Un centre pour les mamans

Installée au 1125, rue Sainte-Marguerite depuis un peu plus d’un an, la franchise Bougeotte et Placotine propose des cours spécialisés en entraînement pré et postnatal, misant à la fois sur l’expertise professionnelle et la création d’une communauté pour briser l’isolement des mères.

PAR FATOUMATA DAPA/ fdapa@icimedias.ca

Ouvert en 2012 à Québec par la kinésiologue Sarah Baribeau, Bougeotte et Placotine est né d’un constat: le manque d’informations accessibles et scientifiques sur l’activité physique pendant la grossesse et le postpartum. “À la base, je trouvais que ça n’avait pas de bon sens qu’une femme n’ait pas l’information par rapport à son propre corps pendant ces périodes de leur vie”, explique la fondatrice.

Diplômée en kinésiologie, détentrice d’un DESS en exercice thérapeutique et d’une maîtrise portant notamment sur la prévention des douleurs lombaires et pelviennes durant la grossesse, elle a lancé le premier centre pendant son congé de maternité. Le concept combine cours d’entraînement fonctionnel fondés sur la science et espace café afin de contrer l’isolement. “On va redonner le pouvoir aux femmes d’être au courant de ce qui se passe vraiment dans leur corps”, affirme-t-elle.

Devant la popularité grandissante, l’entreprise a pris de l’expansion et adopté un modèle de franchise encadré. “100 % des entraîneurs des franchises doivent suivre la formation que je donne en entraînement pré-postnatal”, précise Mme Baribeau, qui insiste sur le respect des standards de qualité à travers le Québec.

La franchise trifluvienne de Bougeotte et Placotine est dirigée par Karen Ward, qui a choisi de se lancer en affaires à la naissance de son deuxième enfant. “J’ai eu mon deuxième garçon. Et à chaque fois que j’ai un projet de maternité, je change de carrière. Donc là, je voulais changer le monde. Puis je me disais qu’il n’y avait pas assez de choses pour les mamans à Trois-Rivières.”

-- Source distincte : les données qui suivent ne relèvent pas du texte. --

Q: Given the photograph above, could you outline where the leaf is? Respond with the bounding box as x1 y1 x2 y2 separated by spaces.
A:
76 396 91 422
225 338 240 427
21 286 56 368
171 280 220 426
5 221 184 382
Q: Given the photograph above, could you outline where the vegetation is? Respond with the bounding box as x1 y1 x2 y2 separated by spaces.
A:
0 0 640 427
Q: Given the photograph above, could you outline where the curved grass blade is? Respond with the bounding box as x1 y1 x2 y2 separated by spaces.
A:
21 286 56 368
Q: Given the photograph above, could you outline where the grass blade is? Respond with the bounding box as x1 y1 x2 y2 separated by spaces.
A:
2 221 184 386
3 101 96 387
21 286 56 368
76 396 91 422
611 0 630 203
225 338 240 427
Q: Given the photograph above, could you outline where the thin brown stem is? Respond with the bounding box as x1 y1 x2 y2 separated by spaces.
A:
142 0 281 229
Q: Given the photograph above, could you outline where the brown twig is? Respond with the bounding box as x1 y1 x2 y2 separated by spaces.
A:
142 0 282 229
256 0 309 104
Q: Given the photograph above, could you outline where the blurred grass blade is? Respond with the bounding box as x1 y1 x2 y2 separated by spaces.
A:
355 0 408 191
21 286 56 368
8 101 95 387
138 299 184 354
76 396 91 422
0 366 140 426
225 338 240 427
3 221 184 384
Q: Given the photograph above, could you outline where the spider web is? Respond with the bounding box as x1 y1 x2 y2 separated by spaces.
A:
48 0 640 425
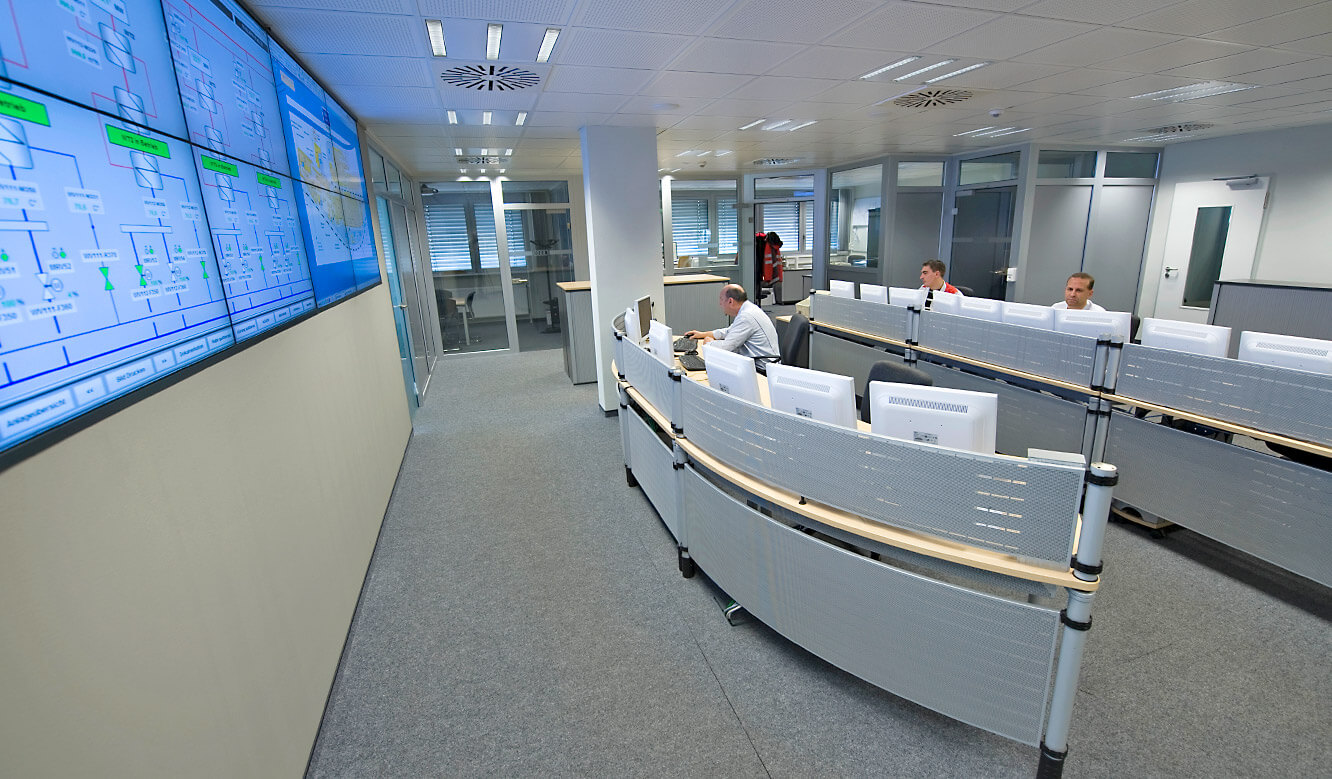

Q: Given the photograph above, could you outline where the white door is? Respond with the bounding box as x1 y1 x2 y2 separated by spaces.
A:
1156 176 1268 322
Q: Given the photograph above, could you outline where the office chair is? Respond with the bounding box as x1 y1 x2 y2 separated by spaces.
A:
860 360 934 422
778 314 810 368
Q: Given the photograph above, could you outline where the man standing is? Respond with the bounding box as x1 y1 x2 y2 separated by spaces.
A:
685 284 779 361
1050 273 1106 312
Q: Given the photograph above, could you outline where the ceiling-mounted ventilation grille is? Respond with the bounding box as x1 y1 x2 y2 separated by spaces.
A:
440 65 541 92
892 89 974 108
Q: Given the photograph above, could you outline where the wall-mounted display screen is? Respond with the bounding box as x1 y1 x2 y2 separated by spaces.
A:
0 0 380 458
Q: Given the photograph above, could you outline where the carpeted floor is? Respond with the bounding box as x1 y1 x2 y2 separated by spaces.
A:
309 350 1332 778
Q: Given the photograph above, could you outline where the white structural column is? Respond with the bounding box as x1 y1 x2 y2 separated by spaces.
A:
581 127 666 411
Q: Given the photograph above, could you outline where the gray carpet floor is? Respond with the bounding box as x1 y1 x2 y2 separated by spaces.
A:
309 350 1332 778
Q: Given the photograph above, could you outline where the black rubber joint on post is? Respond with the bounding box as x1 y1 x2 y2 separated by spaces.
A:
1036 742 1068 779
1059 609 1091 633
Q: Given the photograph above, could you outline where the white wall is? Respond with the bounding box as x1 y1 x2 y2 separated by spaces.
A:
0 285 410 778
1139 124 1332 317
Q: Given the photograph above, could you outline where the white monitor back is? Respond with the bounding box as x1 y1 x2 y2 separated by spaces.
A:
1000 302 1055 330
870 381 999 454
702 344 759 403
647 320 675 368
860 284 888 304
1051 309 1132 341
767 364 855 429
1239 330 1332 374
954 296 1003 322
1138 317 1231 357
888 286 924 308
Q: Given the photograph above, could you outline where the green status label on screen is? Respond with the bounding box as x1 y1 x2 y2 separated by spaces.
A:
0 95 51 127
198 154 241 178
107 124 170 160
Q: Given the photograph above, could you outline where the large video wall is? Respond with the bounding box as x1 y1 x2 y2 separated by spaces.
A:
0 0 380 462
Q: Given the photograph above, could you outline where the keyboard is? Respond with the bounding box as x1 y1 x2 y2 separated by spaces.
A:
675 353 707 370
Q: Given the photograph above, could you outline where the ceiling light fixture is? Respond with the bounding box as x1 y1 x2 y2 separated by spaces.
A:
425 19 449 57
894 60 958 81
860 57 920 79
924 63 990 84
537 27 559 63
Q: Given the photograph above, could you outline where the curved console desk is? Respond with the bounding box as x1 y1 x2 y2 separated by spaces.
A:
615 334 1115 775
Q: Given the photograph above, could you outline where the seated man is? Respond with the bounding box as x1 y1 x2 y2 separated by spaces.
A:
685 284 779 361
1050 273 1106 312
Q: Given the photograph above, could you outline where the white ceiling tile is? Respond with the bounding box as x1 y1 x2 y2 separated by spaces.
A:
639 71 754 97
545 65 657 95
1099 39 1249 73
1119 0 1316 35
1014 27 1181 67
924 16 1097 60
559 28 691 69
823 3 999 51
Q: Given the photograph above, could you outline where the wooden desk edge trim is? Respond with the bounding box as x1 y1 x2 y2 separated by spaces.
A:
1102 393 1332 457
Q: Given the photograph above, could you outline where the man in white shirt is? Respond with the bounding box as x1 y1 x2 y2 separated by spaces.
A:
685 284 779 361
1050 273 1106 312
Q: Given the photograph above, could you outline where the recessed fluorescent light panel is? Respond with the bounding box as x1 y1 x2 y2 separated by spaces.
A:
1130 81 1257 103
860 57 920 79
425 19 449 57
537 27 559 63
894 60 958 81
924 63 990 84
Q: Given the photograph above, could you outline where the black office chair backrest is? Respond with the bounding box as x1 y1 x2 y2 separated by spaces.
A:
860 360 934 422
779 314 810 368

Originaire de Montréal et établie en Mauricie depuis l’enfance, elle affirme avoir elle-même ressenti l’isolement du congé de maternité. “Je me suis sentie seule dans mes congés de maternité”, confie-t-elle. “Je voulais que les mamans puissent venir avec leurs enfants, ce que je n’ai pas eu dans mes deux congés de maternité.”

Séduite par l’approche, elle décide d’implanter le modèle trifluvien. “Je suis tombée en amour avec le concept”, dit-elle. Elle souligne notamment l’offre diversifiée, qui couvre plusieurs étapes de la vie d’une femme: cours pour femmes enceintes du premier au troisième trimestre, séances dès deux semaines postpartum (quatre semaines après une césarienne), remise en forme, retour à l’intensité, cours pour mamans au travail, ainsi que programmes destinés aux préadolescentes et aux femmes en périménopause et ménopause.

Les séances, offertes en blocs de huit semaines (180 $), sont encadrées par des kinésiologues formés en pré et postnatal. “On est vraiment spécialisés. C’est offert par des kins qui sont expérimentés”, souligne Mme Ward. Les participantes peuvent également reprendre des cours en cas d’absence, une flexibilité appréciée par les jeunes familles.

Au-delà de l’activité physique, l’espace se veut un lieu d’échanges. “Le volet café favorise beaucoup les échanges entre les participantes. Même si tu ne t’entraînes pas à la base, tu sais qu’il y a d’autres mamans qui commencent”, explique la franchisée. “Juste de sortir de chez vous, venir prendre un café avec des mamans que tu ne connais pas, ça devient naturel”, ajoute Karen Ward.

Après un an d’opération, l’achalandage est en croissance, principalement par le bouche-à-oreille et les partenariats avec des professionnels de la santé. Il est passé d’une quarantaine à près de 80 participantes par session. L’objectif est d’atteindre 150 inscriptions. Si le recrutement demeure un défi, Mme Ward se montre confiante. “Je suis persuadée que ça change les vies. Il faut juste qu’elles se permettent d’essayer”, conclut-elle.